Install on the linux PC was also easy, but I installed into /home/mark which is the directory that I want to backup. After starting to configure syncthing, I realized that this installation was “not a good thing” ™. I deleted my ST director and re-installed to /usr/local . I thought this would solve the problem. But, ot so fast, as I found out. The configuration/database files are stored in ~/.config/syncthing. I have also found out that using the “home” startup directive, I can put these files in another location.
I know that it makes good general sense to put the configuration/database files in the ~/.config directory, but IMO, it is so common to backup a home directory, that there is a good case to be made to relocate the configuration/database files to a subdirectory of syncthing like “/syncthing/.config” . What do you think? Good idea?
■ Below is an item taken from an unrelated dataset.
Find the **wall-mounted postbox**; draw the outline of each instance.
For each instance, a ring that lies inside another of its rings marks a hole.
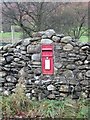
[[[54,60],[53,60],[53,45],[52,44],[42,44],[42,73],[43,74],[53,74],[54,73]]]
OK. I got that. Can syncthing help in this scenario?
PC “A” is syncthing-ed to PC “B”. PC “A” stops working. Is there a way to get the files on PC “B” (from PC “A”)to be synced back to a new PC…call it PC “C”?
Yeah, you add a new PC, and that should sync it.
But let’s say PC A stops working because files got removed… that would remove files on PC B putting you in an unrecoverable situation.
Bad idea. I don’t think any *nix user would be happy if software started storing files in the root directory.
It wouldn’t work 99% of the time anyway, unless you were running as root there would be no write access by default. Please don’t run as root without a good reason.
You are better of using a backup solution than synching if your goal is a backup.
If Computer A dies you would be able to remove the HDD and copy the data from that.
If you can’t read the data from Computer A because the hard drive is what has failed there is a good chance you will have corrupted at least some of the data on the RPi and you will not be able to read it from there either.